Normally the disease is so devastating that children die before their second birthday. But 48 of the 50 young participants in a UK and US trial have survived and now appear cured, while the two others have also survived after having the standard form of treatment.
The results of the study, done in conjunction with University of California, Los Angeles (UCLA), were published today.
Adrian Thrasher, professor of paediatric immunology at GOSH, said “We started gene therapy at GOSH around 20 years ago and now have refined the process to offer a potential cure for children born with this debilitating condition. Over 200 patients with various genetic conditions across the world have now been treated with this type of gene therapy — this is another very significant breakthrough.”
Today’s results, in the New England Journal of Medicine, show how the children have been able to resume normal life two to three years after their first treatment. The children in the trial received the one-off treatment between 2012 and 2017.
The disease, severe combined immunodeficiency due to adenosine deaminase deficiency, also known as ADA-SCID, is a rare, life-threatening condition caused by mutations in the gene that creates the enzyme adenosine deaminase, which is essential to a functioning immune system. Day-to-day activities such as going to school or nursery or playing with friends could lead to a dangerous infection.
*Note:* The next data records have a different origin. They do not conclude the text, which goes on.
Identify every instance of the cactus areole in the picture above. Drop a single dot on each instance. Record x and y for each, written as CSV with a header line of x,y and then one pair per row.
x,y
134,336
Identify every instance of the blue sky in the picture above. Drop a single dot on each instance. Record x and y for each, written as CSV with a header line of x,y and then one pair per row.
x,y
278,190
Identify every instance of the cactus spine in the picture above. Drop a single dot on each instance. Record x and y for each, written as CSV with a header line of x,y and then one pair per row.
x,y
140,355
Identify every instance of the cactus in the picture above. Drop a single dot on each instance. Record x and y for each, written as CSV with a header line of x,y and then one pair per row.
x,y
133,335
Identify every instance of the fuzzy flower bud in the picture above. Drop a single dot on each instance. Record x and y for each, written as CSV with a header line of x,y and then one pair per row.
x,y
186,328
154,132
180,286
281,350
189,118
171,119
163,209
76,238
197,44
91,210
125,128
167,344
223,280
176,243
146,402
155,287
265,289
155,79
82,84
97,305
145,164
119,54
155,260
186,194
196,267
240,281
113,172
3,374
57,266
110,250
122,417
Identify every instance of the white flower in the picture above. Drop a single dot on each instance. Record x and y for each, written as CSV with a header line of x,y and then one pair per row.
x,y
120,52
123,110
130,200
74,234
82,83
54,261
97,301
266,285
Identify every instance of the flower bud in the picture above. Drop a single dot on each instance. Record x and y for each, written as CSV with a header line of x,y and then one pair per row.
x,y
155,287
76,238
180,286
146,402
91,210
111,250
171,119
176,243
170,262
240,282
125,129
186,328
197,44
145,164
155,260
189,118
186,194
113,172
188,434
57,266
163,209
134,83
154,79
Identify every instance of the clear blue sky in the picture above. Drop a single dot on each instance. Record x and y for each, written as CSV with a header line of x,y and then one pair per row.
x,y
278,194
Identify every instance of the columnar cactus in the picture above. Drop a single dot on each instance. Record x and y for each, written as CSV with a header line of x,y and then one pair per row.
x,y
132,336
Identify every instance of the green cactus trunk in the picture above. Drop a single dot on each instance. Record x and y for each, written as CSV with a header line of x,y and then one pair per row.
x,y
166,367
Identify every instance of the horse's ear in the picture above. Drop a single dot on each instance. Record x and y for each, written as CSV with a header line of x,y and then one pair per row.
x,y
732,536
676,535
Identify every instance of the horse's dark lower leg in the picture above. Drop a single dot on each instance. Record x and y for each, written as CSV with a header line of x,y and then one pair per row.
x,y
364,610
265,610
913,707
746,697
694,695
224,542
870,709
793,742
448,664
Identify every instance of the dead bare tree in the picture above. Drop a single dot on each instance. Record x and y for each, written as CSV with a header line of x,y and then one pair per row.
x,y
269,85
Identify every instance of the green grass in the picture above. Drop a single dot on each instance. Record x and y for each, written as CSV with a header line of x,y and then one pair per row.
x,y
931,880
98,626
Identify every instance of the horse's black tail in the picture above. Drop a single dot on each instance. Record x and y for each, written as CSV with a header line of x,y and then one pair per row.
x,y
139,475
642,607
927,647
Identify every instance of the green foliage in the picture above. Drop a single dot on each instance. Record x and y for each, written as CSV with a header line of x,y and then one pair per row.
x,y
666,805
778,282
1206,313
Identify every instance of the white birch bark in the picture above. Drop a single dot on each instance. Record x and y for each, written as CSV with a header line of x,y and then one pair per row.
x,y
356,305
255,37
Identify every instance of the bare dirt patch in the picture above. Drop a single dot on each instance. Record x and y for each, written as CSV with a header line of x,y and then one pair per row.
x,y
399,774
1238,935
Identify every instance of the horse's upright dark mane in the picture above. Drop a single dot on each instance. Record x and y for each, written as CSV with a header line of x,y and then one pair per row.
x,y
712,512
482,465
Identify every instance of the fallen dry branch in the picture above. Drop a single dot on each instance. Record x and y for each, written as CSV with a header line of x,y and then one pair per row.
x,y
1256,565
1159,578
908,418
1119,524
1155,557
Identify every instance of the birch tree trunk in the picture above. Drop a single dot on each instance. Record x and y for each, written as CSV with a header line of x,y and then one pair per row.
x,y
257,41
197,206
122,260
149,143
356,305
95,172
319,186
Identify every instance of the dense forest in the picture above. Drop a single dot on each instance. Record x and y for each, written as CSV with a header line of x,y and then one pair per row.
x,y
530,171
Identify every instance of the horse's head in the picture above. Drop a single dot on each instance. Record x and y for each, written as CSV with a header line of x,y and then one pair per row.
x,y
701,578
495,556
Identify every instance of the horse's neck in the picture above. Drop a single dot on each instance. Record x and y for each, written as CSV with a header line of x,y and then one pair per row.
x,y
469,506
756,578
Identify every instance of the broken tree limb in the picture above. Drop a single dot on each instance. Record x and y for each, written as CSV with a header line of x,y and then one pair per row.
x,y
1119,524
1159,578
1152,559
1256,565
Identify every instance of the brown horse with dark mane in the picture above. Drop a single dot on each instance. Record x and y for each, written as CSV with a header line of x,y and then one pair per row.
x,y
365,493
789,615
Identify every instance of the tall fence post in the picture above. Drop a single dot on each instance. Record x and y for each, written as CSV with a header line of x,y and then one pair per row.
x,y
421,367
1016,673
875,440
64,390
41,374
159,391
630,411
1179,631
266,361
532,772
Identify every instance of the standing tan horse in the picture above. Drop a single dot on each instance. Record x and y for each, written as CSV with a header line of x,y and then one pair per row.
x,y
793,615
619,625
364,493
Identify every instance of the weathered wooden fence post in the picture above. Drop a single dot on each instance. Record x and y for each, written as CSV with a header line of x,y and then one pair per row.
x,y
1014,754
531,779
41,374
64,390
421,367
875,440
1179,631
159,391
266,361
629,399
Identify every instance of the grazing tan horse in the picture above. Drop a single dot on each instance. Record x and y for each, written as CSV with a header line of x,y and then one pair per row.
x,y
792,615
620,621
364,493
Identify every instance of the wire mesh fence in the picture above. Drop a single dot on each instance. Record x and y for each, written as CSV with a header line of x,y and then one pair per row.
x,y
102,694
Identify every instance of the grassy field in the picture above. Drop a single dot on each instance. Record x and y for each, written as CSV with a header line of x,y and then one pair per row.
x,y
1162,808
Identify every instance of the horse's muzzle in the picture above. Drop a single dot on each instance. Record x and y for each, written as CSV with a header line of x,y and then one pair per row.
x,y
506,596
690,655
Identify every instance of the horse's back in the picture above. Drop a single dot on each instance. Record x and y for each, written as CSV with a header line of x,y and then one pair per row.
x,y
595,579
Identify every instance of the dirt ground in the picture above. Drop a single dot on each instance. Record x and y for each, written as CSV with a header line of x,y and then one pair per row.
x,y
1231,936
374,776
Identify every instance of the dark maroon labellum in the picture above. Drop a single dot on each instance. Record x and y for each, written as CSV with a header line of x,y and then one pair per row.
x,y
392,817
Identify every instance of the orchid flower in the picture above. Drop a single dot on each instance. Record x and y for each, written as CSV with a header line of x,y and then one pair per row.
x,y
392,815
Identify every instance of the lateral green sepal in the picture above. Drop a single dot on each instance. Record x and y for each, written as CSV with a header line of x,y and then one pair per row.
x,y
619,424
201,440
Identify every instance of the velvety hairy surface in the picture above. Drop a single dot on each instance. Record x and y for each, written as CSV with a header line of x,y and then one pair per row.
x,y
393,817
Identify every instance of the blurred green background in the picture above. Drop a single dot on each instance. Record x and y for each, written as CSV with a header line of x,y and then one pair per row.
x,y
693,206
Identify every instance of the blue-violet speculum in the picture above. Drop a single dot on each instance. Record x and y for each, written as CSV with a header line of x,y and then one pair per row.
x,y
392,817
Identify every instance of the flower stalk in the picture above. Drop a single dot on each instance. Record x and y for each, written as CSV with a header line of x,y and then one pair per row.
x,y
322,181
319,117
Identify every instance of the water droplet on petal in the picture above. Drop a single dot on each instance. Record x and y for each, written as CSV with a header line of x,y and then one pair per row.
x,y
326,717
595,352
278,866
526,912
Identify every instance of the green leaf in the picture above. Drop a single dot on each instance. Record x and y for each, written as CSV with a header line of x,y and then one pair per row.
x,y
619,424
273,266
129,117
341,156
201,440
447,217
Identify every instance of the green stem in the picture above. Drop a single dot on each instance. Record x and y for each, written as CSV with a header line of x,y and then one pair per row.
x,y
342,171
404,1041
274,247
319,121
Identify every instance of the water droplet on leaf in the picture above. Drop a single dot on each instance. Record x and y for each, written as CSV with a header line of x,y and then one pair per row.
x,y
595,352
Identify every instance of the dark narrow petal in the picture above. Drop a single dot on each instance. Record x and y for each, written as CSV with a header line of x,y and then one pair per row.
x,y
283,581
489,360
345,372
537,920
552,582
Sarah Bostan, now four, was one of the children treated at GOSH. She is now in nursery and her mother Maria-Luiza Prioteasa has been inspired to retrain as a nurse.
Sarah, from South Yorkshire, was less than 10 days old when her mother became concerned about her daughter’s weight loss and sore, bleeding nappy rash that wouldn’t heal. Tests revealed Sarah had ADA-SCID.
“Six months after she was given the gene therapy her skin was clean and healthy and the other symptoms got a lot better,” Ms Prioteasa said. “She’s doing so well now.”
Dr Claire Booth, co-lead author of the study and GOSH consultant, said: “If approved in the future, this treatment could be standard for ADA-SCID.”